My interest in Berghof began when I read the LGJ Campaign Updates and discussed possibly submitting articles to Erik Mona. I acquired and read the relevant modules and then started imagining how to incorporate them into the LGH canon.
In so doing I developed ideas about Utavo the Wise and his multi-racial alliance (Touv, Olman, and possibly Amedian Suel)--connecting their various magicks to the mysterious inhabitants of Lake Spendlowe and attempting to rationalize the German names.
Recently (in the past year), I discussed some of my ideas at the Greychat. Gary Holiand agreed that the Germanic problem might be resolved by creating an Oeridian-led army that was sent into the region (March of Monmurg) and then isolated by the resurgent Toli.

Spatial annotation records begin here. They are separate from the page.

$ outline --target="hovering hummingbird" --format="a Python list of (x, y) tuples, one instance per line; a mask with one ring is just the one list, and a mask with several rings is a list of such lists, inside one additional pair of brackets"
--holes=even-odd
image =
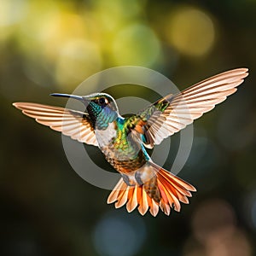
[(108, 203), (115, 202), (116, 208), (126, 204), (129, 212), (138, 207), (142, 215), (148, 208), (153, 216), (159, 208), (169, 215), (171, 208), (180, 211), (180, 201), (188, 204), (191, 191), (196, 189), (154, 163), (145, 148), (160, 144), (224, 101), (236, 91), (247, 71), (237, 68), (215, 75), (179, 93), (167, 95), (128, 118), (119, 114), (114, 99), (106, 93), (52, 94), (84, 102), (84, 113), (30, 102), (13, 105), (38, 123), (101, 149), (121, 174)]

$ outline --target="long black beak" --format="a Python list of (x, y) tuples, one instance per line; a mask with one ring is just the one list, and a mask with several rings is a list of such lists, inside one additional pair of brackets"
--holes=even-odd
[(79, 100), (80, 102), (85, 102), (85, 99), (83, 96), (72, 95), (72, 94), (65, 94), (65, 93), (52, 93), (50, 96), (56, 96), (56, 97), (66, 97), (66, 98), (72, 98), (75, 100)]

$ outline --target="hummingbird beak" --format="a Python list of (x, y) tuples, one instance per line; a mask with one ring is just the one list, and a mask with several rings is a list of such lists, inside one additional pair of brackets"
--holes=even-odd
[(57, 96), (57, 97), (72, 98), (72, 99), (79, 100), (80, 102), (86, 102), (86, 98), (77, 95), (65, 94), (65, 93), (52, 93), (50, 94), (50, 96)]

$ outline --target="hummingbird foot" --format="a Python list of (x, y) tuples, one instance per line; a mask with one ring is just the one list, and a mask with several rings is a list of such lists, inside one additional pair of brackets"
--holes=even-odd
[(125, 182), (128, 186), (131, 186), (131, 187), (134, 187), (134, 186), (135, 186), (135, 183), (131, 183), (131, 180), (130, 180), (128, 175), (124, 174), (124, 173), (121, 173), (121, 176), (122, 176), (122, 177), (123, 177), (124, 182)]

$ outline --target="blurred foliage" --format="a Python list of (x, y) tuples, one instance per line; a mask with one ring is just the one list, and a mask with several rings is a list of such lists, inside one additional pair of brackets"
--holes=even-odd
[[(255, 0), (1, 0), (0, 254), (255, 253)], [(179, 89), (228, 69), (251, 71), (236, 95), (195, 124), (179, 175), (198, 192), (180, 213), (113, 210), (109, 191), (72, 170), (61, 135), (11, 106), (64, 106), (49, 94), (71, 93), (119, 65), (155, 69)], [(175, 135), (173, 148), (177, 143)]]

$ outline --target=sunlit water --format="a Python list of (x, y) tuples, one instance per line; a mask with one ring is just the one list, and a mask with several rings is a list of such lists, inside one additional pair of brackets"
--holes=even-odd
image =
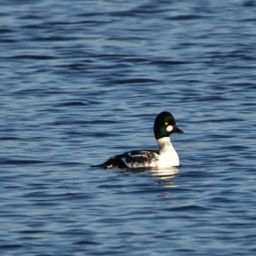
[[(2, 255), (254, 255), (256, 2), (2, 1)], [(102, 169), (156, 149), (179, 169)]]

Braiding this with some of Samwise's work, the "grand" appellation (and legal status) might have been established after the death of the Sea Prince--when the "modern" Hold of the Sea Princes was incorporated as a sovereign nation, independent of the Kingdom of Keoland. The "Grand Duchy" may have been a necessary capitulation for the lords of Monmurg and Port Toli, who could not afford to war with Berghof.
In other words, while a "grand duchy" in name, the title and lands were not derived from royalty but instead from the power elite of the Hold of the Sea Princes ("Seolders," to use Jason Farina's old word). However, Berghof may well have been a "duchy" in the sense that it was the demesne of a duke / dux--an imperial general. (Also, recall that tSB holds that the word duke derives from the Suloise-vocca. Perhaps the Seolders--inheritors of the Toli Suel--ultimately called Berghof a grand duchy because of their linguistic / cultural heritage.)
Grand Duke Berghof then could have been a Keogh Oeridian. His army--predominantly Oeridian but already mixed with Suloise and Flan families--may have conquered the region around Lake Spendlowe and used many Old Oeridian words to name its places. These names could be form a distinctive dialect. They may have been replacements for the original Flan-vocca names of certain places--the pass, the site of the citadel, etc. If one accepts these ideas, then these distinctively odd, "Berghovian" (?), words are the German words we read in the UK modules.
In this version of Berghof, the people against whom Grand Duke Berghof struggled were some group of Amedian Toli Suel, who fled into the jungles but retained some of the civilization of their ancestors (including the necromancy). This branch of the Toli Suel may even have settled a significant part of the ports of the Amedio Jungle's "Hook."
Note that I realize that I am comporting with much of what Samwise and Woesinger suggest. Indeed, I hope to braid together as many of the ideas about Berghof as makes sense to me.
For example, Woesinger questions the need to construct magickal artifacts to destroy or defend "Alderweig"--the Citadel of the Eagle. Where he wonders about Firstcomer Suel scavenging "some lore salvaged from the fall of the Imperium[,]" I look instead to the magicks of the mixed Flan and Olman peoples who may have orginally settled and struggled within the region. I prefer to have some Keogh Oeridians and Toli Suel uncovering eldritch mysteries of the Flan and Olman (and perhaps some ancient reptilian spell-casters) rather than merely having the magick be from the Suloise Imperium--not that some of these secrets can't also be part of the lore that resulted in the Gauntlet and the Sentinel).
Regarding the relative power differences between artifacts & relics, lesser artifacts, Epic magic items, "weapons (items) of legacy," and "souped up magic items," I am ignorant, so I make no comment at this time.